A-GHSOM: An adaptive growing hierarchical self organizing map for network anomaly detection

The growing hierarchical self organizing map (GHSOM) has been shown to be an effective technique to facilitate anomaly detection. However, existing approaches based on GHSOM are not able to adapt online to the ever-changing anomaly detection. This results in low accuracy in identifying intrusions, particularly “unknown” attacks. In this paper, we propose an adaptive GHSOM based approach (A-GHSOM) to network anomaly detection. It consists of four significant enhancements: enhanced threshold-based training, dynamic input normalization, feedback-based quantization error threshold adaptation, and prediction confidence filtering and forwarding. We first evaluate the A-GHSOM approach for intrusion detection using the KDD’99 dataset. Extensive experimental results demonstrate that compared with eight representative intrusion detection approaches, A-GHSOM achieves significant overall accuracy improvement and significant improvement in identifying “unknown” attacks while maintaining low false-positive rates.

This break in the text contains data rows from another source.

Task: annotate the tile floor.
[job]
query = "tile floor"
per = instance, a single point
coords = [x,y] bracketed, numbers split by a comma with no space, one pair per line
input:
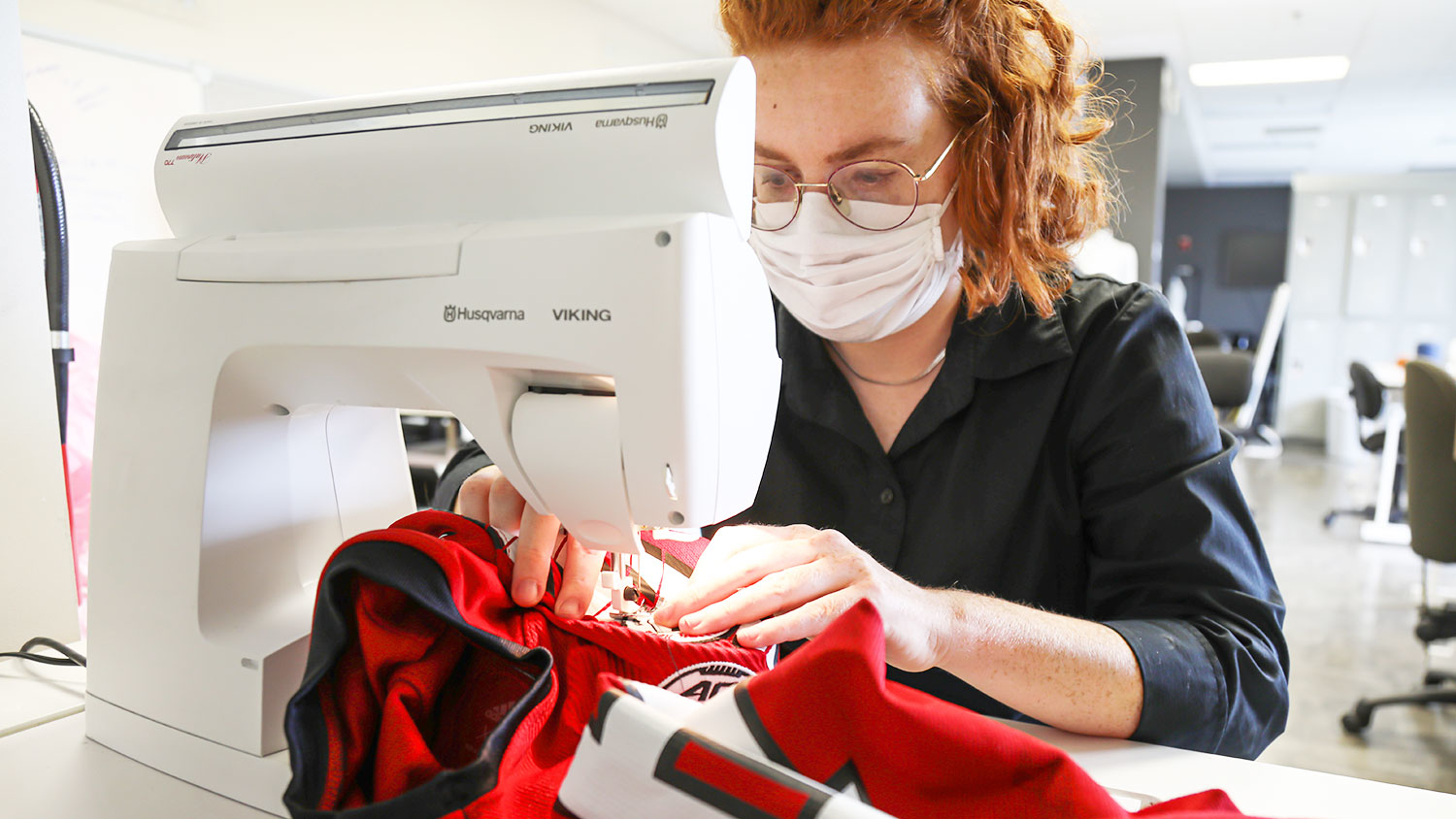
[1351,612]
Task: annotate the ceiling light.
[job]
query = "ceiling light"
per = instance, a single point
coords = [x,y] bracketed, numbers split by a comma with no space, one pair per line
[1270,72]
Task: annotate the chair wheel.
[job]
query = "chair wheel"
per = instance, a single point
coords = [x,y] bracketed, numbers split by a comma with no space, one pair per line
[1357,719]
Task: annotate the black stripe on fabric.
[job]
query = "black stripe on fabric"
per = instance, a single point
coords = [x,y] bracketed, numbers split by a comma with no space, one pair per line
[847,777]
[399,566]
[599,720]
[728,803]
[760,734]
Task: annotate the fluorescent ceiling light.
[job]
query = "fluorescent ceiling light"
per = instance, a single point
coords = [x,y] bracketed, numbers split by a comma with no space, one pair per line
[1270,72]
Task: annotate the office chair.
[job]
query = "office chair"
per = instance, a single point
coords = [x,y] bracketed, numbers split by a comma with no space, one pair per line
[1369,396]
[1430,407]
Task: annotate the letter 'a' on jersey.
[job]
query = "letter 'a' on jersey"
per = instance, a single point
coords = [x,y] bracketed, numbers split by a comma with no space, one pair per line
[824,735]
[428,694]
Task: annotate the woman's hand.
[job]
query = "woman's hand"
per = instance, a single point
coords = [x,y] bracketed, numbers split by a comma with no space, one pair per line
[797,580]
[491,499]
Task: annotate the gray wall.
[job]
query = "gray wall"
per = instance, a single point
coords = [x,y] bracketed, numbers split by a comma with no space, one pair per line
[1205,215]
[1141,157]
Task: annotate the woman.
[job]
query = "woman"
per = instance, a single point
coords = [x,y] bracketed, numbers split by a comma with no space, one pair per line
[1016,464]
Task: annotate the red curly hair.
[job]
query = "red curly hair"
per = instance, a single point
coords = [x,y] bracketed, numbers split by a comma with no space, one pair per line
[1008,75]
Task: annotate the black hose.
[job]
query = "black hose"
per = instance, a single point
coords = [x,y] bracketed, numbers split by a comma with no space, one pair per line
[57,258]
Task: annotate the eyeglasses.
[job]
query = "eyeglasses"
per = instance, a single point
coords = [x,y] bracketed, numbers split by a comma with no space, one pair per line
[871,194]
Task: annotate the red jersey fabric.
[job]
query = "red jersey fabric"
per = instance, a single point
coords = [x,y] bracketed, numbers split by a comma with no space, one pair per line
[826,735]
[430,694]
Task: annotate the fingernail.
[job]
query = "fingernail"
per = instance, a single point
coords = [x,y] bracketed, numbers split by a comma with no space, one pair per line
[527,592]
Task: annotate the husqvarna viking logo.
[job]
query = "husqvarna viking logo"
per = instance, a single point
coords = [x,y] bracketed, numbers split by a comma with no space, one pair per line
[457,313]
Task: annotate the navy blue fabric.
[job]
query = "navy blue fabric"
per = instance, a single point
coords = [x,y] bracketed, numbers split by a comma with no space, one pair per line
[1069,463]
[414,573]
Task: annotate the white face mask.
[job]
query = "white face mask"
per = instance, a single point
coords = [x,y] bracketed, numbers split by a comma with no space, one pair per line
[849,284]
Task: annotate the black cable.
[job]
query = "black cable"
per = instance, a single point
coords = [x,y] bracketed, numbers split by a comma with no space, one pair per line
[72,656]
[57,258]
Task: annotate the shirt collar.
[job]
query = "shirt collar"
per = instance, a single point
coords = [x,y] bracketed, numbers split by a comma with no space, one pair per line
[996,344]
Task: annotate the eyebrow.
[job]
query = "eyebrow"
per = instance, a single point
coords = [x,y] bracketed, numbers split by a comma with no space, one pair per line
[844,154]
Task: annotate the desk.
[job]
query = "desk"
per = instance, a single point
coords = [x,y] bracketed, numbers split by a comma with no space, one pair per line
[34,694]
[54,771]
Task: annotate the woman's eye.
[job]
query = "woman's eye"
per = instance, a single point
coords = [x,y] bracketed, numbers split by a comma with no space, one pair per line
[870,178]
[775,180]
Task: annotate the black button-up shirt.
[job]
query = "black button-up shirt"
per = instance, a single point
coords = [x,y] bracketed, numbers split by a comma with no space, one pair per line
[1071,464]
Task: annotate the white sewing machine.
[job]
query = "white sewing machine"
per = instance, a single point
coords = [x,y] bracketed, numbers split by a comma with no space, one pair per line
[558,261]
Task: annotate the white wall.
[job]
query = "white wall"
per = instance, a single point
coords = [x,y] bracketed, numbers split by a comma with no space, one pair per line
[37,585]
[347,47]
[1372,267]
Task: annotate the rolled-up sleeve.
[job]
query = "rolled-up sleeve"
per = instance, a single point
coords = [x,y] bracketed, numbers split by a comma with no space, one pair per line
[1175,562]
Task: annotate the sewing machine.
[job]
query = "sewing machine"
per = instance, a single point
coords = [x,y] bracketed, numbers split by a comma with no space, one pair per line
[559,261]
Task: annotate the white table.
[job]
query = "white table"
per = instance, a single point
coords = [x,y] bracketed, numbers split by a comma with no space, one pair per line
[51,770]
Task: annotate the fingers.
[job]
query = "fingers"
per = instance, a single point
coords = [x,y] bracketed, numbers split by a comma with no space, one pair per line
[472,501]
[779,591]
[737,572]
[533,553]
[581,572]
[806,621]
[507,508]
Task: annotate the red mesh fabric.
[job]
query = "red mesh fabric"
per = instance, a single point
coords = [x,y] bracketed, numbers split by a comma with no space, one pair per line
[830,711]
[413,696]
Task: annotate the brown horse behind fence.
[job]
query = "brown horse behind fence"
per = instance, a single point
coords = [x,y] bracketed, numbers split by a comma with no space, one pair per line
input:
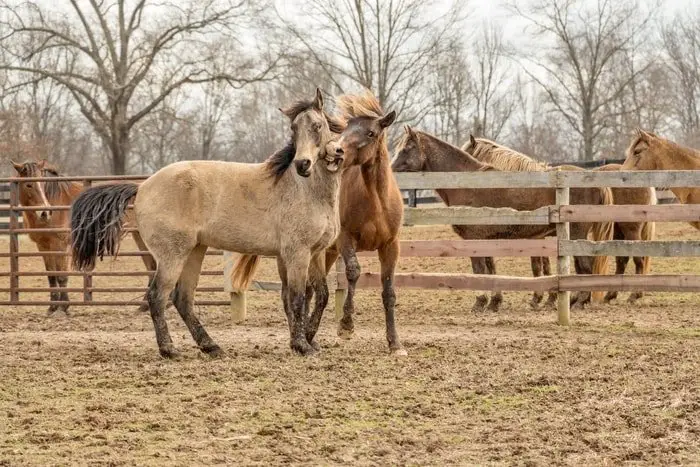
[651,152]
[44,194]
[631,230]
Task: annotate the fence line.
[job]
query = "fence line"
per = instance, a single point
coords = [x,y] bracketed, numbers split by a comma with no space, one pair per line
[559,215]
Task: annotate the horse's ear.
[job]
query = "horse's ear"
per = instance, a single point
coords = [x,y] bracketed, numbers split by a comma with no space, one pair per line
[387,119]
[318,100]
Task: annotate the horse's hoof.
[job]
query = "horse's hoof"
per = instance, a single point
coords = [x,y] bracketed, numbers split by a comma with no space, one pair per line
[345,333]
[169,353]
[214,351]
[303,348]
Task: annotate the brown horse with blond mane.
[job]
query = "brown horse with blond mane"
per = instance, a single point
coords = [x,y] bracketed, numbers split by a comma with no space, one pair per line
[648,151]
[42,195]
[421,152]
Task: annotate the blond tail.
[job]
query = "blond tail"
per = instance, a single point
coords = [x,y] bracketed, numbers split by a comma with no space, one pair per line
[243,271]
[649,233]
[602,231]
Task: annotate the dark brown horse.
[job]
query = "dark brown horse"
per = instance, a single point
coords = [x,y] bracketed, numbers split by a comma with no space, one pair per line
[44,195]
[421,152]
[371,206]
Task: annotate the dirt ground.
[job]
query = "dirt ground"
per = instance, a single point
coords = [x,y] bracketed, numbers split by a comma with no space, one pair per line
[619,386]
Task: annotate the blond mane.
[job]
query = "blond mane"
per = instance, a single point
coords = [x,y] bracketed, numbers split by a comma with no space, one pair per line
[504,158]
[359,105]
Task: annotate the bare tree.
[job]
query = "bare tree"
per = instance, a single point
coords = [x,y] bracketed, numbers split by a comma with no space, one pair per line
[574,69]
[491,77]
[681,40]
[111,51]
[387,46]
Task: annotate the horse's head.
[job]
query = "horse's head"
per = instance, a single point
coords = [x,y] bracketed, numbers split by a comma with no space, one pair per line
[364,136]
[311,134]
[32,193]
[643,152]
[409,154]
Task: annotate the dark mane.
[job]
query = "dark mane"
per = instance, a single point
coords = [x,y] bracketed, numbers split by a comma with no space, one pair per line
[335,124]
[278,163]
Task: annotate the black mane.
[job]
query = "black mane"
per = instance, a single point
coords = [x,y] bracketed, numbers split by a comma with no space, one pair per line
[278,163]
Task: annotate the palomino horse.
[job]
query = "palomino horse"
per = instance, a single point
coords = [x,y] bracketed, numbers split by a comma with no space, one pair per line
[371,209]
[631,230]
[421,152]
[45,195]
[254,209]
[504,158]
[651,152]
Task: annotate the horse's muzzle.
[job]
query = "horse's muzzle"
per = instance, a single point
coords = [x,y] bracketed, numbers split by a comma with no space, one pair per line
[303,167]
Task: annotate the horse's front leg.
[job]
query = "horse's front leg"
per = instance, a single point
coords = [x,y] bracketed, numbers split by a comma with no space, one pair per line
[346,327]
[317,279]
[296,263]
[388,257]
[496,296]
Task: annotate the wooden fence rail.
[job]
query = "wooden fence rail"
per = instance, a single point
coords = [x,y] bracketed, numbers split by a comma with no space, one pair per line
[559,216]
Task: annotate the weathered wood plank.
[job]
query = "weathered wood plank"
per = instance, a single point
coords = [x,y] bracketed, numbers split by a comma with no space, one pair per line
[630,248]
[553,179]
[458,282]
[464,215]
[630,213]
[631,283]
[467,248]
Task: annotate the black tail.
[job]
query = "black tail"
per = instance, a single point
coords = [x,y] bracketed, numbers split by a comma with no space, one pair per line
[97,216]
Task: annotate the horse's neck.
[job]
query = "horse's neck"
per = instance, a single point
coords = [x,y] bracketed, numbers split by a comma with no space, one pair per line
[681,159]
[443,157]
[378,179]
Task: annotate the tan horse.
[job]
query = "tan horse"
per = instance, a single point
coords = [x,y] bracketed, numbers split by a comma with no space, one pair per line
[371,209]
[505,158]
[254,209]
[631,230]
[44,195]
[651,152]
[420,152]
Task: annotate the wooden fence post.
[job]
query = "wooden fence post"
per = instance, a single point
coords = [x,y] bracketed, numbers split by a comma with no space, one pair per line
[563,262]
[14,242]
[238,297]
[87,277]
[340,290]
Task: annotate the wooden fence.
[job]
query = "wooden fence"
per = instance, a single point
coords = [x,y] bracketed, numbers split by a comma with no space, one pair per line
[561,214]
[561,246]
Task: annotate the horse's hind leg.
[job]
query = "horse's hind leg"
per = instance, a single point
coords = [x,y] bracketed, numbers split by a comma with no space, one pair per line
[388,256]
[536,265]
[183,299]
[547,271]
[479,267]
[163,283]
[497,296]
[150,264]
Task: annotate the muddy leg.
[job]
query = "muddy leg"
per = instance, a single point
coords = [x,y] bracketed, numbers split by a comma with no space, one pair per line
[639,270]
[317,277]
[479,267]
[536,265]
[162,285]
[297,264]
[547,271]
[346,327]
[183,299]
[388,257]
[497,296]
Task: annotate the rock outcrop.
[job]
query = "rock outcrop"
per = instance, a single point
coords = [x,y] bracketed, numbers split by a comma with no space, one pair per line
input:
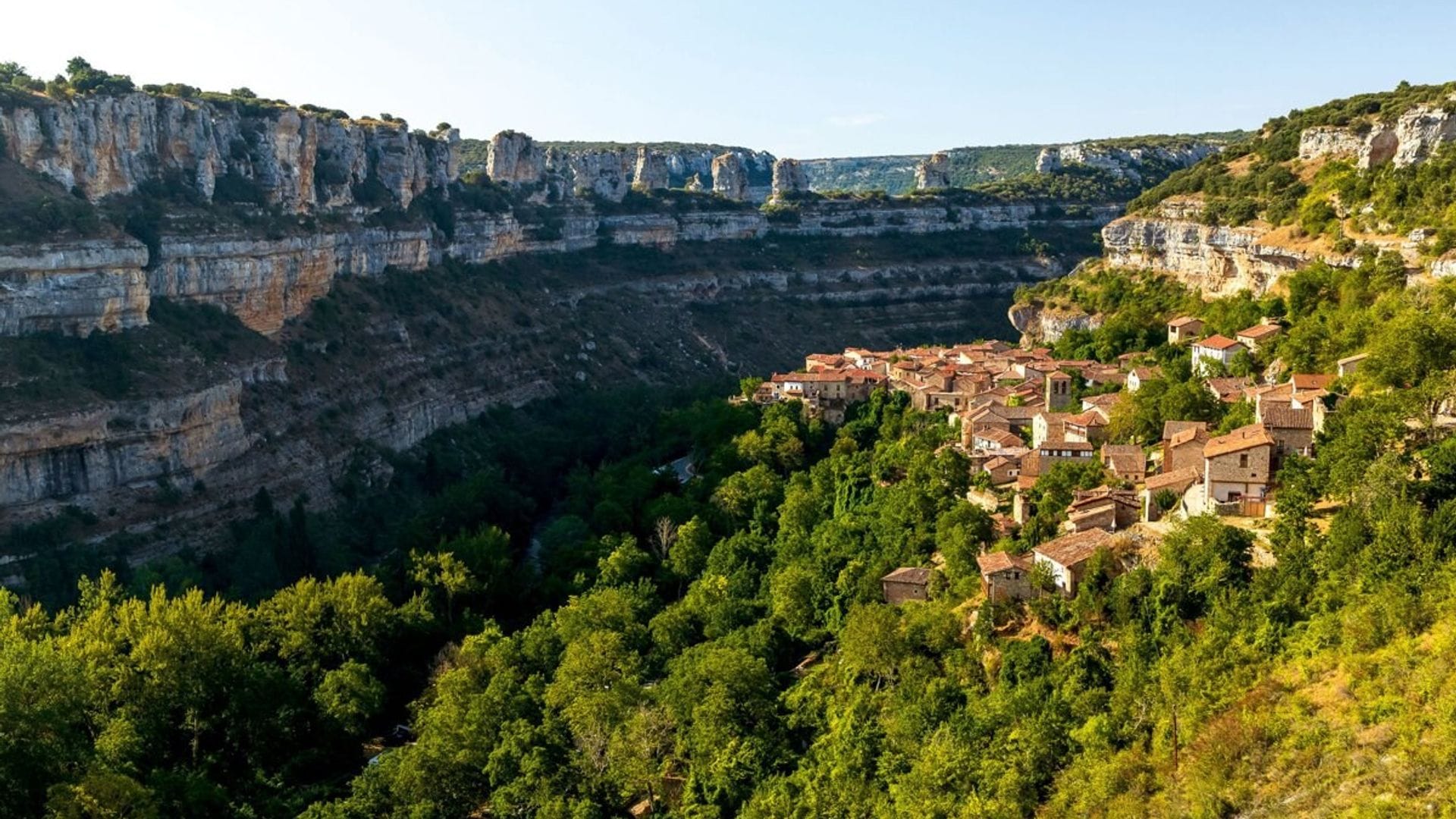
[1040,324]
[606,174]
[1128,162]
[1216,261]
[514,159]
[650,172]
[134,444]
[730,177]
[1414,137]
[1334,142]
[104,146]
[934,172]
[73,287]
[788,178]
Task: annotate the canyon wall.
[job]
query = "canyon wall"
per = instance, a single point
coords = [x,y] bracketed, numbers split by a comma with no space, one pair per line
[1216,261]
[1413,137]
[80,287]
[124,447]
[104,146]
[299,420]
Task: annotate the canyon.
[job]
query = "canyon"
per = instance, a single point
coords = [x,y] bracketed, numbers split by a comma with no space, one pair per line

It achieves an overall accuracy of 99.63%, and 94.04% accuracy in identifying “unknown” attacks while the false positive rate is 1.8%. To avoid drawing research results and conclusions solely based on experiments with the KDD dataset, we have also built a dataset (TD-Sim) that consists of a mixture of live trace data from the Lawrence Berkeley National Laboratory and simulated traffic based on our testbed network, ensuring adequate coverage of a variety of attacks. Performance evaluation with the TD-Sim dataset shows that A-GHSOM adapts to live traffic and achieves an overall accuracy rate of 97.12% while maintaining the false positive rate of 2.6%.